I don't really blog anymore. Click here to go to my main website.

muhuk's blog

Nature, to Be Commanded, Must Be Obeyed

September 24, 2017

How to Write Easy to Read Code

A long time ago in a software sweatshop far, far away… Our code monkeys, haxx0rl33t and xXxDarkAssassiNxXx were furiously typing away to meet their deadline that was yesterday. The fact that it was dictated by non-technical people is irrelevant to our story. Our story is about the consequences of this artificial urgency for our code mon… developers.

Our esteemed colleague Mr. haxx0rl33t, is a results oriented fellow. To be more specific; the kind of person who would argue; assembly is as expressive as any so called high level language, because they are all turing complete. Code is purely a means to an end, triggering right side effects at runtime is all that matters. Therefore haxxy can’t care less about readability. Now, this may come as a surprise to you, but haxx0rl33t’s code occasionally has bugs.

Guess what happens when xXxDarkAssassiNxXx has to put out the fire after one of those bugs bring down the entire app? Will he read and understand the code haxx0rl33t has written? No. The code is a mess. And he does not have any time to lose. He is not paid to read code. xXxDarkAssassiNxXx is not as enthusiastic (!) about coding as haxx0rl33t. He cares about abstraction, maintainability, design patterns, etc. enough to enumerate them in his CV, but not enough to actually study them. He is destined to do great things. Like patching haxx0rl33t bugs with haste and apathy.

Broken Windows

For most teams improving code readability is more about a mental shift than learning specific techniques. Whatever your plan is, unless everyone is convinced that writing readable code is in their best interest, it will eventually fail. At the risk of stating the obvious; people respond to incentives. Step zero of your plan should be to make sure right incentives are in place and understood by the team.

If no one is looking, readability of a codebase will decrease. It helps if someone is championing readability. If your team is all responsible adults who have a few years of coding experience under their belt, you are in a better position than most teams. If code quality is frequently neglected in order to meet delivery targets, urgency vs. importance analysis might help.

This post is an attempt to enumerate most impactful practises that improve readability. Having said that, the importance of attitude towards readability cannot be overemphasized. I do not know the magic words that will guide someone towards the right attitude. I think it is something that mostly comes with experience. Regardless, if you are not already a champion of readability, I hope you read on and give it some thought.

Part I - Kihon Before Kata

Coming up with a universal manifesto of readability would be awesome. But it had to apply to many different types of software projects and at least all popular programming languages.
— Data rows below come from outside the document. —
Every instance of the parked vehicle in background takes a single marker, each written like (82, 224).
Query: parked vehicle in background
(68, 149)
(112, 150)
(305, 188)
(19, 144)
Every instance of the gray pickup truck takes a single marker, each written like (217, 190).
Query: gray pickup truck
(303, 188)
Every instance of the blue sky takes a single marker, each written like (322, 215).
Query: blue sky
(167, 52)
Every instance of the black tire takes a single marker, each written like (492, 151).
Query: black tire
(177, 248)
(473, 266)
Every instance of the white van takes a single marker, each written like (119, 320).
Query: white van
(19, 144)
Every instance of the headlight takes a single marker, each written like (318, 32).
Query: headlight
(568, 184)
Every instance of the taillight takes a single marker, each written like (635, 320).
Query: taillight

It should be possible to agree on a few basic principles though.

When readability most matters is when things are on fire. It is like training martial arts in a safe, controlled environment, so that you can draw on your reflexes when you find yourself in an altercation. Practical value of readability is great but for most people it is not immediately apparent.

I do not want to stretch martial arts analogy too thin. But just like how one studies a single move before studying combinations… Like how one learns things at rest (pose) first before incorporating motion… Similar method is useful for improving readability.

There Is Order Before There Is Meaning

  1. Group declarations, imports and code and keep them ordered

    import a.k.a require a.k.a include statements document the dependencies from current module (or file or package) to other modules. These should already be covered in your coding standards:

    1. Imports and other declarations should come before code.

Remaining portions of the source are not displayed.